Establishing an Enduring Military Trauma Mortality Review: Misconceptions and Lessons Learned.

2020 
Under direction from the Defense Health Agency, subject matter experts from the Joint Trauma System, Armed Forces Medical Examiner System, and civilian sector established the Military Trauma Mortality Review process. In order to establish the most empirically robust process, these subject matter experts employed both qualitative and quantitative methods published in a series of peer-reviewed manuscripts over the last three years. Most recently, the Military Mortality Review process was implemented for the first time on all battle injured service members attached to the United States Special Operations Command from 2001-2018. The current Military Mortality Review process builds on the strengths and limitations of important previous work from both the military and civilian sector.

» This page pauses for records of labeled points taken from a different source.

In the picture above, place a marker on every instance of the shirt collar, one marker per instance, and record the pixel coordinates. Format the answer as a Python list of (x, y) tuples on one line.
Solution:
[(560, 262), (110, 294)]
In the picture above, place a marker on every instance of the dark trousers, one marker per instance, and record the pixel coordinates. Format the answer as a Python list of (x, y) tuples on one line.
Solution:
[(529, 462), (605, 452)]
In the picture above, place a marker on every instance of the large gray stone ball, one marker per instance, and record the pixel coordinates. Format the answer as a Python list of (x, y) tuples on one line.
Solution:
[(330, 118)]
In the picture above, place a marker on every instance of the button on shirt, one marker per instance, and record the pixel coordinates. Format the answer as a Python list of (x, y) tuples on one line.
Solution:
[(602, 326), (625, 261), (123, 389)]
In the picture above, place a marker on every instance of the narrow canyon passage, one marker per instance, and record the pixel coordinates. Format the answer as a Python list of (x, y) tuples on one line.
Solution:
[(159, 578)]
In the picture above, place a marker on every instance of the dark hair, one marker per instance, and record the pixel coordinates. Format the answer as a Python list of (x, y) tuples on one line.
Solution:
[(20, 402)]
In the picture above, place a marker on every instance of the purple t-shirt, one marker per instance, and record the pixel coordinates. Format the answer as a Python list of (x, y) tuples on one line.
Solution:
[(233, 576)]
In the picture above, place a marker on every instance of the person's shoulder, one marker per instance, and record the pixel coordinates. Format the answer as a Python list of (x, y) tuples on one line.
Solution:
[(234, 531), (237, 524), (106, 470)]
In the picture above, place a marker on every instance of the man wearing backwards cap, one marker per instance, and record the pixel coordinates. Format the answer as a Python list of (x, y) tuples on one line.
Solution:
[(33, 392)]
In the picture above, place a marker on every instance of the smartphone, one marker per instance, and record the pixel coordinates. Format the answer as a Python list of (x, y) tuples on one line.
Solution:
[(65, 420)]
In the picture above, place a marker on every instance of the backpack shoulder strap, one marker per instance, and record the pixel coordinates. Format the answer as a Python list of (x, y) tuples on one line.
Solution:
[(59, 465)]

To prospectively improve the trauma care system and drive preventable death to the lowest level possible, we present the main misconceptions and lessons learned from our three-year effort to establish a reliable and sustainable Military Trauma Mortality Review process. These lessons include the following: (1) requirement to use of standardized and appropriate lexicon, definitions, and criteria; (2) requirement to use a combination of objective injury scoring systems, forensic information, and thorough subject matter expert case review to make injury survivability and death preventability determinations; (3) requirement to use non-medical information to make reliable death preventability determinations and a comprehensive list of opportunities for improvement to reduce preventable deaths within the trauma care system; and (4) acknowledgement that the military health system still has gaps in current infrastructure that must be addressed to globally and continuously implement the process outlined in the Military Trauma Mortality Review process in the future.